Hemalatha Golaconda, Kishore Inampudi Krishna, Rao Raghavarapu Srinivasa, Guruprasad Lalitha
School of Chemistry, University of Hyderabad, Hyderabad 500046, India.
Protein Pept Lett. 2007;14(7):692-7. doi: 10.2174/092986607781483903.
We have identified four repeats and five domains that are novel in proteins encoded by the Pyrobaculum aerophilum str. IM2 proteome using automated in silico methods. A "repeat" corresponds to a region comprising less than 55 amino acid residues that occurs more than once in the protein sequence and sometimes present in tandem. A "domain" corresponds to a conserved region comprising greater than 55 amino acid residues and may be present as single or multiple copies in the protein sequence. These correspond to (1) 85 amino acid residues AAG domain, (2) 72 amino acid residues GFGN domain, (3) 43 amino acid residues KGG repeat, (4) 25 amino acid residues RWE repeat, (5) 25 amino acid residues RID repeat, (6) 108 amino acid residues NDFA domain, (7) 140 amino acid residues VxY domain, (8) 35 amino acid residues LLPN repeat and (9) 98 amino acid residues GxY domain. A repeat or domain is characterized by specific conserved sequence motifs. We discuss the presence of these repeats and domains in proteins from other genomes and their probable secondary structure.

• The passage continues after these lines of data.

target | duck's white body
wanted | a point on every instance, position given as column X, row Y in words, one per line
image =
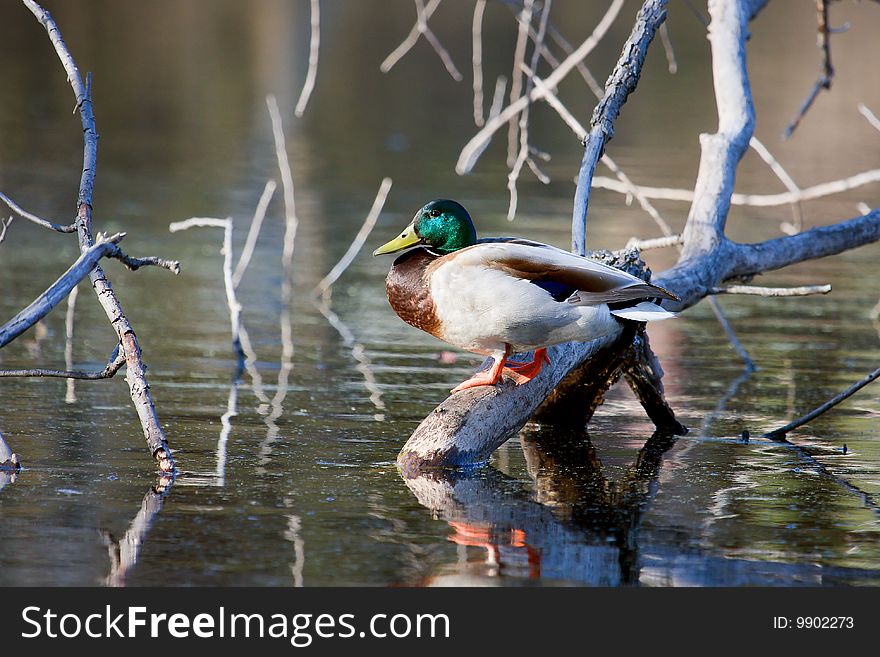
column 504, row 295
column 487, row 301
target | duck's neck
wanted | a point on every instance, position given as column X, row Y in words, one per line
column 409, row 292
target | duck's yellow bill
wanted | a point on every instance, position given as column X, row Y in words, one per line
column 406, row 239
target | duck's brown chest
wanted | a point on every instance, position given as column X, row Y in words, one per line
column 409, row 291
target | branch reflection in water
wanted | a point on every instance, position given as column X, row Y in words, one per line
column 577, row 525
column 124, row 553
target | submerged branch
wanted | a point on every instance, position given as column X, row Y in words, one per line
column 779, row 434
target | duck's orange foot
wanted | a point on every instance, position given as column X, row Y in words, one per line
column 524, row 372
column 486, row 378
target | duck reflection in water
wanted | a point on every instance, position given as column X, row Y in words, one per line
column 575, row 526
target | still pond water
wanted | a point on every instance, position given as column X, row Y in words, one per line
column 288, row 477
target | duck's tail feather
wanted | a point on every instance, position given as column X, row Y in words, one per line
column 645, row 311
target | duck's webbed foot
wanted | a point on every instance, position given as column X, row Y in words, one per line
column 524, row 372
column 486, row 377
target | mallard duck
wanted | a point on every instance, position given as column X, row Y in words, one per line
column 500, row 296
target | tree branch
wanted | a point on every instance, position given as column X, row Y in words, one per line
column 114, row 364
column 55, row 293
column 620, row 84
column 136, row 370
column 45, row 223
column 469, row 425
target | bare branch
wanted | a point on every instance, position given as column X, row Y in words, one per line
column 787, row 180
column 256, row 223
column 475, row 147
column 70, row 393
column 779, row 434
column 524, row 21
column 364, row 364
column 354, row 248
column 139, row 388
column 477, row 61
column 753, row 200
column 620, row 84
column 398, row 53
column 4, row 226
column 45, row 223
column 314, row 45
column 55, row 293
column 654, row 243
column 666, row 40
column 523, row 155
column 114, row 364
column 738, row 347
column 423, row 13
column 431, row 38
column 802, row 291
column 291, row 221
column 869, row 115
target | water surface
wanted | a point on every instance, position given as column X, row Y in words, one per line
column 289, row 478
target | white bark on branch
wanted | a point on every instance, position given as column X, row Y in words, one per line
column 620, row 85
column 45, row 223
column 469, row 425
column 753, row 200
column 56, row 292
column 135, row 368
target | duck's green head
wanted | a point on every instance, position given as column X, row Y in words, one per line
column 443, row 225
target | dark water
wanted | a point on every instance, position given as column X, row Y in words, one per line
column 289, row 478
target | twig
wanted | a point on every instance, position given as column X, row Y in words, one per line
column 560, row 41
column 524, row 20
column 475, row 147
column 9, row 463
column 398, row 53
column 753, row 200
column 354, row 248
column 312, row 74
column 291, row 221
column 869, row 115
column 696, row 12
column 665, row 39
column 253, row 233
column 139, row 388
column 125, row 552
column 431, row 38
column 778, row 434
column 654, row 243
column 45, row 223
column 523, row 154
column 52, row 296
column 477, row 61
column 421, row 28
column 285, row 321
column 803, row 291
column 4, row 226
column 70, row 394
column 231, row 300
column 731, row 334
column 114, row 364
column 364, row 364
column 787, row 180
column 826, row 74
column 620, row 84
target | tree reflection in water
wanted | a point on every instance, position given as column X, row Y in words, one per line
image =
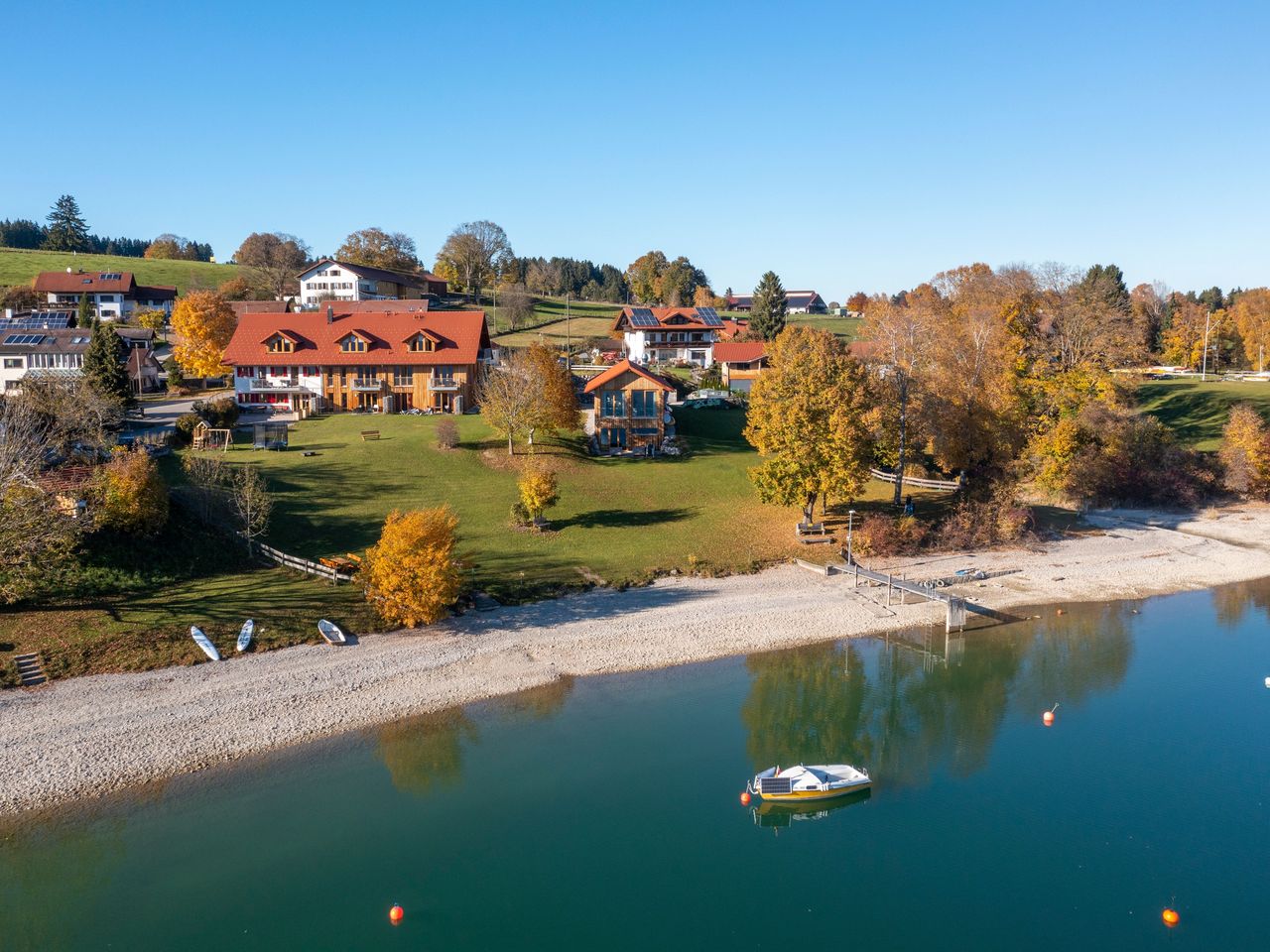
column 885, row 706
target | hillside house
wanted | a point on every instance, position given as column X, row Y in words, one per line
column 740, row 362
column 113, row 295
column 795, row 302
column 670, row 334
column 345, row 361
column 629, row 411
column 339, row 281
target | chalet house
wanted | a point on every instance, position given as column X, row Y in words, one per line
column 113, row 295
column 663, row 334
column 629, row 412
column 740, row 362
column 339, row 281
column 345, row 361
column 58, row 353
column 795, row 302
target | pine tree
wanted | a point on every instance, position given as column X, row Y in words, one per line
column 767, row 316
column 104, row 365
column 67, row 231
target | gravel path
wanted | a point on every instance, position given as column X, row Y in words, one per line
column 93, row 735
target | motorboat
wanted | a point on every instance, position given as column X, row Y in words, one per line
column 808, row 782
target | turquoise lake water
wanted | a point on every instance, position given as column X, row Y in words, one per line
column 603, row 812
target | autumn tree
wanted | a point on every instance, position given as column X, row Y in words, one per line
column 538, row 489
column 767, row 315
column 67, row 231
column 412, row 574
column 132, row 497
column 530, row 391
column 273, row 262
column 376, row 248
column 104, row 365
column 204, row 324
column 807, row 420
column 476, row 250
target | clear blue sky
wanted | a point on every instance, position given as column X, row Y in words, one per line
column 847, row 146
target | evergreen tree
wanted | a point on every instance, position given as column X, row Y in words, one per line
column 85, row 311
column 767, row 317
column 104, row 365
column 67, row 230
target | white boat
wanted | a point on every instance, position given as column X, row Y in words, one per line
column 331, row 633
column 804, row 783
column 204, row 643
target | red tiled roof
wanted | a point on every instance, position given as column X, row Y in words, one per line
column 462, row 335
column 79, row 282
column 617, row 370
column 742, row 352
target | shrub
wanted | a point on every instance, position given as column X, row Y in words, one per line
column 447, row 433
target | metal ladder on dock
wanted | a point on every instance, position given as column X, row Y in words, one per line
column 31, row 669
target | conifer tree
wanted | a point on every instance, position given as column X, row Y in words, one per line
column 104, row 365
column 767, row 317
column 67, row 231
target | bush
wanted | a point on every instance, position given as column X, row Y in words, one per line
column 185, row 428
column 447, row 434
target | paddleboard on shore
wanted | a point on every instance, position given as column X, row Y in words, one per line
column 204, row 643
column 331, row 633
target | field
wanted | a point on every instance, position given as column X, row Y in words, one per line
column 1197, row 411
column 19, row 267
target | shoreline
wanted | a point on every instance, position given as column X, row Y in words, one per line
column 103, row 734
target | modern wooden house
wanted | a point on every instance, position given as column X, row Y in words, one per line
column 386, row 362
column 629, row 412
column 740, row 362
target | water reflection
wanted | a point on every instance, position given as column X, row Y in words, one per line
column 908, row 705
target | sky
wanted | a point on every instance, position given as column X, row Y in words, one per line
column 847, row 146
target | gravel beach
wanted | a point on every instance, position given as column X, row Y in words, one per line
column 93, row 735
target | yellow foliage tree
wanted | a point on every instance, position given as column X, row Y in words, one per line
column 132, row 495
column 204, row 322
column 807, row 419
column 539, row 490
column 411, row 575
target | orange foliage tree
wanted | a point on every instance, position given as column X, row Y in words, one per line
column 412, row 575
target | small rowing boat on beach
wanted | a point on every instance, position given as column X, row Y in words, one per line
column 203, row 643
column 331, row 633
column 803, row 783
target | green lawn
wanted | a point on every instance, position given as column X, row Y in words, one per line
column 1197, row 412
column 19, row 267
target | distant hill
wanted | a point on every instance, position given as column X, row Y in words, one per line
column 19, row 267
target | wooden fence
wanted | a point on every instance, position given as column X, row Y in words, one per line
column 948, row 485
column 303, row 565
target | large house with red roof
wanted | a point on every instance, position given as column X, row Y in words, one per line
column 629, row 412
column 113, row 295
column 672, row 334
column 343, row 359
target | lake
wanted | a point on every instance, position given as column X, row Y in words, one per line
column 604, row 812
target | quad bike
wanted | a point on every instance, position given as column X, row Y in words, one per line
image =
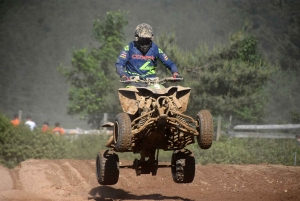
column 153, row 119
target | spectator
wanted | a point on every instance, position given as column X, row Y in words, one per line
column 30, row 123
column 58, row 130
column 45, row 127
column 16, row 120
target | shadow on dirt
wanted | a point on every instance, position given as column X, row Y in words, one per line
column 108, row 193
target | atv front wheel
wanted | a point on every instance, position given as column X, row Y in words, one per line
column 122, row 132
column 205, row 129
column 183, row 166
column 107, row 168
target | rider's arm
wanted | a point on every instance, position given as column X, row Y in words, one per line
column 121, row 62
column 167, row 62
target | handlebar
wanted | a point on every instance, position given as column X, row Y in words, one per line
column 150, row 81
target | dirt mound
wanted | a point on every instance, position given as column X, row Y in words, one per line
column 66, row 180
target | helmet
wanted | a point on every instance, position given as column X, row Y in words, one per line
column 143, row 31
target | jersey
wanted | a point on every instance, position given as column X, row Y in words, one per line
column 131, row 62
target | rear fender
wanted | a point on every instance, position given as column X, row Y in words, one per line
column 182, row 94
column 128, row 98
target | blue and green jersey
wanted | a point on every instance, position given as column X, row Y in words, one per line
column 131, row 62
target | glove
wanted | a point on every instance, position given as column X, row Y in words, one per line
column 124, row 78
column 177, row 76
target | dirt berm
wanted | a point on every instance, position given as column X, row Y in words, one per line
column 66, row 180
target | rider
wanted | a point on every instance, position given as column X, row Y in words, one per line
column 139, row 57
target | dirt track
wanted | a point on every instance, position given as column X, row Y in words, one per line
column 66, row 180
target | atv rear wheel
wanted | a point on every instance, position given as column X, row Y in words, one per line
column 122, row 132
column 183, row 166
column 206, row 129
column 107, row 168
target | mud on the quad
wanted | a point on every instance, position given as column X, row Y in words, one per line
column 153, row 120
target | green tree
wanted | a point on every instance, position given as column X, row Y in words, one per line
column 227, row 80
column 92, row 76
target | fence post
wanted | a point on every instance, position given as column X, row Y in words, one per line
column 219, row 128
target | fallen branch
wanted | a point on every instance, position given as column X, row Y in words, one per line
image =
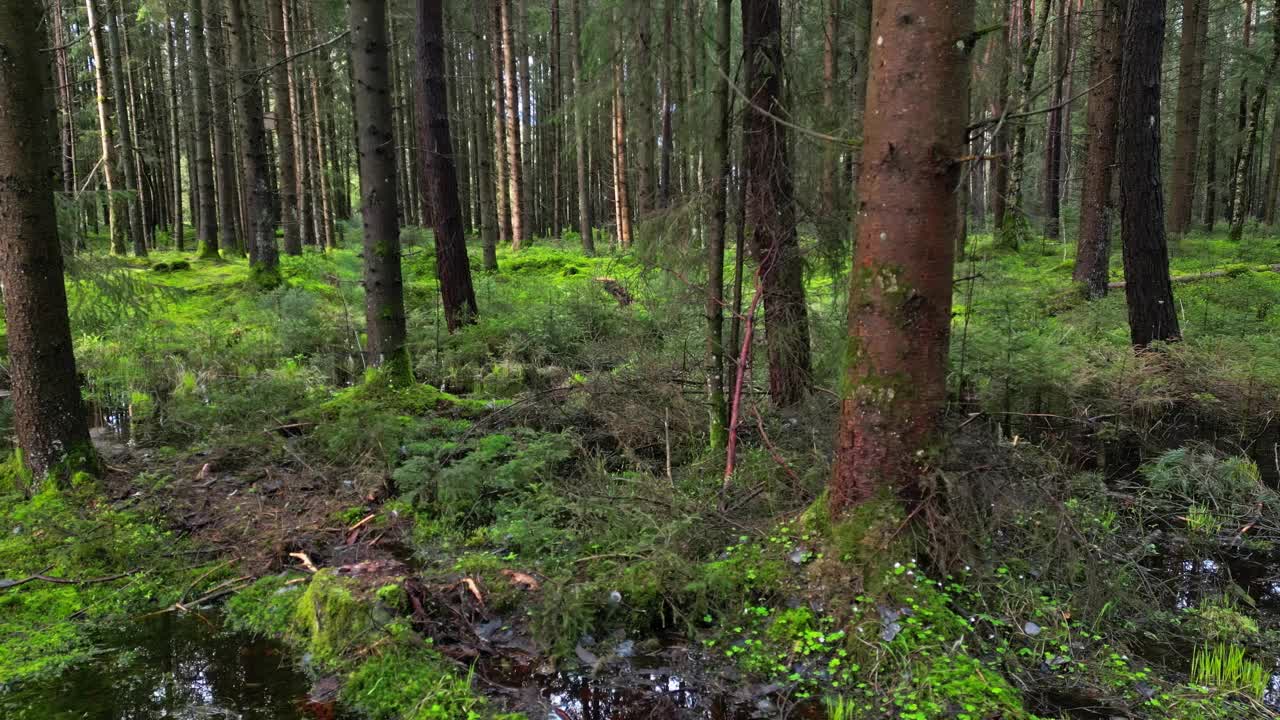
column 1233, row 272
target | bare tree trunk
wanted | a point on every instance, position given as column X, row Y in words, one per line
column 117, row 210
column 49, row 414
column 127, row 160
column 1211, row 181
column 284, row 147
column 1093, row 251
column 515, row 165
column 1191, row 69
column 260, row 229
column 621, row 186
column 384, row 287
column 1251, row 136
column 225, row 171
column 717, row 219
column 900, row 290
column 1152, row 314
column 1015, row 228
column 771, row 205
column 585, row 222
column 452, row 268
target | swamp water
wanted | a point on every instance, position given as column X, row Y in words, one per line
column 173, row 666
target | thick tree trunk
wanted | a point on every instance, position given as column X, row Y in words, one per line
column 771, row 205
column 49, row 414
column 1191, row 71
column 515, row 164
column 117, row 206
column 900, row 290
column 1093, row 249
column 284, row 147
column 452, row 268
column 260, row 228
column 384, row 287
column 1152, row 314
column 716, row 220
column 585, row 220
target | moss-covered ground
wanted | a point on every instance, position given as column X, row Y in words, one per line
column 543, row 495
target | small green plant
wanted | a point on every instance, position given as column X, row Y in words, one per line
column 1225, row 666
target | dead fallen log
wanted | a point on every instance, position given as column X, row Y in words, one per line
column 1232, row 273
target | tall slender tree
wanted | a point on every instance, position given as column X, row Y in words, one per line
column 284, row 130
column 1093, row 251
column 1191, row 77
column 717, row 218
column 260, row 226
column 580, row 156
column 771, row 205
column 384, row 287
column 115, row 203
column 900, row 290
column 1148, row 290
column 49, row 414
column 452, row 268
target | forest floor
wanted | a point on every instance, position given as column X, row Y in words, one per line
column 536, row 525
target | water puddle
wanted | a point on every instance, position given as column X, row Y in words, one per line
column 173, row 668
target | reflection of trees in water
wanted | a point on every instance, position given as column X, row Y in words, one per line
column 173, row 668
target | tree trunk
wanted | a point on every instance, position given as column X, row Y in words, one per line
column 584, row 191
column 502, row 168
column 260, row 228
column 515, row 165
column 1187, row 119
column 224, row 169
column 284, row 149
column 1211, row 181
column 1059, row 131
column 452, row 268
column 124, row 117
column 117, row 210
column 716, row 222
column 900, row 290
column 1251, row 136
column 831, row 222
column 176, row 113
column 384, row 287
column 485, row 145
column 621, row 185
column 49, row 414
column 1014, row 229
column 771, row 205
column 1093, row 250
column 1152, row 314
column 1000, row 136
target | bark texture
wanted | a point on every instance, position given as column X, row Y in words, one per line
column 1148, row 291
column 49, row 414
column 771, row 205
column 440, row 176
column 900, row 288
column 1093, row 250
column 384, row 287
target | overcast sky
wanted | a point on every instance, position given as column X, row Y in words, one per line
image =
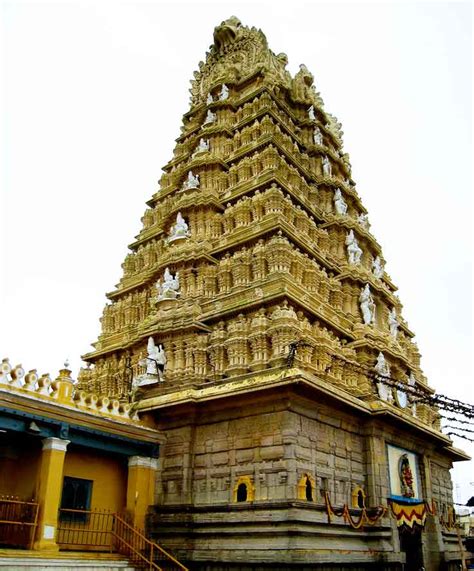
column 92, row 95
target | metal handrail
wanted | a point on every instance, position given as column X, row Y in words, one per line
column 139, row 539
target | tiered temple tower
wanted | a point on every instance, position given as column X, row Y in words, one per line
column 251, row 318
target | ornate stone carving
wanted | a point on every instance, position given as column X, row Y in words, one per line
column 192, row 181
column 154, row 363
column 327, row 168
column 354, row 252
column 168, row 288
column 363, row 220
column 210, row 118
column 224, row 94
column 318, row 138
column 382, row 368
column 393, row 322
column 377, row 267
column 180, row 230
column 202, row 147
column 339, row 202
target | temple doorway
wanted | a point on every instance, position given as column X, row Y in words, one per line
column 410, row 544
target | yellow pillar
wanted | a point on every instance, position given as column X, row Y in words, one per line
column 49, row 489
column 140, row 487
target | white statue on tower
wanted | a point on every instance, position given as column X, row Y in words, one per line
column 203, row 146
column 354, row 251
column 377, row 267
column 191, row 182
column 367, row 305
column 363, row 220
column 169, row 288
column 154, row 363
column 327, row 169
column 210, row 117
column 180, row 230
column 382, row 368
column 317, row 137
column 224, row 94
column 339, row 202
column 393, row 323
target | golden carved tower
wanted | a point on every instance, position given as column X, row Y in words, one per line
column 262, row 183
column 255, row 295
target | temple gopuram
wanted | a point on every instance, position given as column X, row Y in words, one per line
column 256, row 329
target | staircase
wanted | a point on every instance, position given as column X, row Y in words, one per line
column 18, row 560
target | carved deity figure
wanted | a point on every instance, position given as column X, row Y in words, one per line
column 179, row 230
column 382, row 368
column 363, row 220
column 377, row 267
column 354, row 251
column 318, row 138
column 406, row 477
column 327, row 169
column 210, row 117
column 155, row 360
column 393, row 323
column 339, row 202
column 367, row 305
column 224, row 94
column 203, row 146
column 169, row 288
column 191, row 182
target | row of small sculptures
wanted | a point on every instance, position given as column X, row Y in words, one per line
column 155, row 362
column 168, row 288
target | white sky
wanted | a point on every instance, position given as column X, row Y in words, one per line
column 92, row 95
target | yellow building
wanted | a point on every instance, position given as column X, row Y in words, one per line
column 77, row 470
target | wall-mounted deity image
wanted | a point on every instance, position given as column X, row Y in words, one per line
column 406, row 477
column 404, row 474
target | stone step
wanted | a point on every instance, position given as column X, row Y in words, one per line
column 62, row 564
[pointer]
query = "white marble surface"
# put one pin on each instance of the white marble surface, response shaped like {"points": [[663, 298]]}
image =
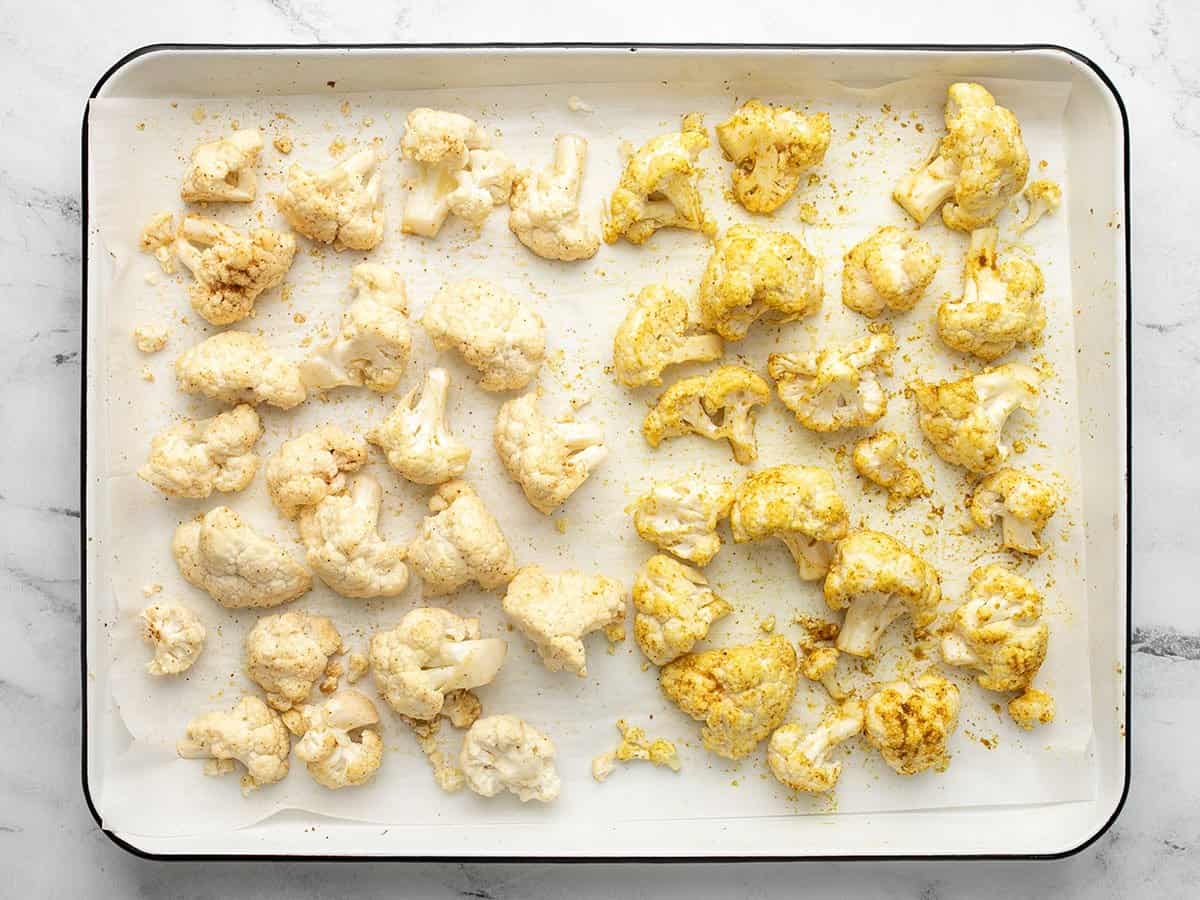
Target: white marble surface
{"points": [[52, 54]]}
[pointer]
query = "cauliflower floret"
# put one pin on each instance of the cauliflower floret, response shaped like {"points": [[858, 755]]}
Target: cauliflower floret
{"points": [[239, 568], [981, 162], [881, 459], [430, 654], [417, 438], [340, 205], [718, 406], [1024, 505], [757, 274], [1000, 306], [223, 171], [837, 387], [675, 609], [492, 330], [195, 457], [910, 724], [657, 333], [550, 460], [503, 753], [965, 419], [231, 268], [251, 733], [681, 516], [177, 635], [372, 343], [345, 547], [876, 580], [311, 467], [742, 694], [772, 147], [797, 504], [799, 757], [888, 270], [997, 630], [556, 611], [461, 543], [239, 367], [659, 189]]}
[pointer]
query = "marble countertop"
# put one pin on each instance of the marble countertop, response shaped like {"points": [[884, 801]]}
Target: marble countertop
{"points": [[53, 53]]}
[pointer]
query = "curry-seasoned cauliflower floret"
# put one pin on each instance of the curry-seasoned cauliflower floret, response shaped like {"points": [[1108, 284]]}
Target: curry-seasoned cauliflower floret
{"points": [[545, 207], [797, 504], [965, 419], [719, 406], [493, 331], [772, 147], [223, 171], [659, 331], [741, 694], [556, 611], [251, 733], [502, 753], [978, 166], [372, 342], [345, 547], [837, 387], [910, 724], [231, 269], [888, 270], [197, 456], [550, 460], [1001, 304], [460, 543], [1023, 503], [876, 580], [239, 367], [675, 609], [997, 630], [340, 205], [239, 568], [757, 274], [430, 654], [177, 635]]}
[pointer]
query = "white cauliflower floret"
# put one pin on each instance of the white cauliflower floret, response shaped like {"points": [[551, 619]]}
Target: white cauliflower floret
{"points": [[545, 207], [345, 547], [659, 331], [550, 460], [888, 270], [796, 504], [503, 753], [965, 419], [493, 331], [340, 205], [239, 367], [311, 467], [231, 269], [372, 343], [415, 436], [675, 609], [197, 456], [239, 568], [461, 543], [430, 654], [837, 387], [556, 611], [223, 171], [177, 635], [251, 733], [772, 147]]}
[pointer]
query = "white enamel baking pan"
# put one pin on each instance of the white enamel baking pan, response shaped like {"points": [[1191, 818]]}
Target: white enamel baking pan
{"points": [[1098, 154]]}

我们利用自动化的计算机方法,在嗜气栖热菌(Pyrobaculum aerophilum)str. IM2蛋白质组编码的蛋白质中鉴定出了4个重复序列和5个结构域,这些都是新发现的。一个“重复序列”对应于蛋白质序列中出现不止一次且有时呈串联形式的、包含少于55个氨基酸残基的区域。一个“结构域”对应于包含超过55个氨基酸残基的保守区域,在蛋白质序列中可能以单拷贝或多拷贝形式存在。它们分别是:(1) 85个氨基酸残基的AAG结构域,(2) 72个氨基酸残基的GFGN结构域,(3) 43个氨基酸残基的KGG重复序列,(4) 25个氨基酸残基的RWE重复序列,(5) 25个氨基酸残基的RID重复序列,(6) 108个氨基酸残基的NDFA结构域,(7) 140个氨基酸残基的VxY结构域,(8) 35个氨基酸残基的LLPN重复序列,以及(9) 98个氨基酸残基的GxY结构域。一个重复序列或结构域由特定的保守序列基序所表征。我们讨论了这些重复序列和结构域在其他基因组蛋白质中的存在情况及其可能的二级结构。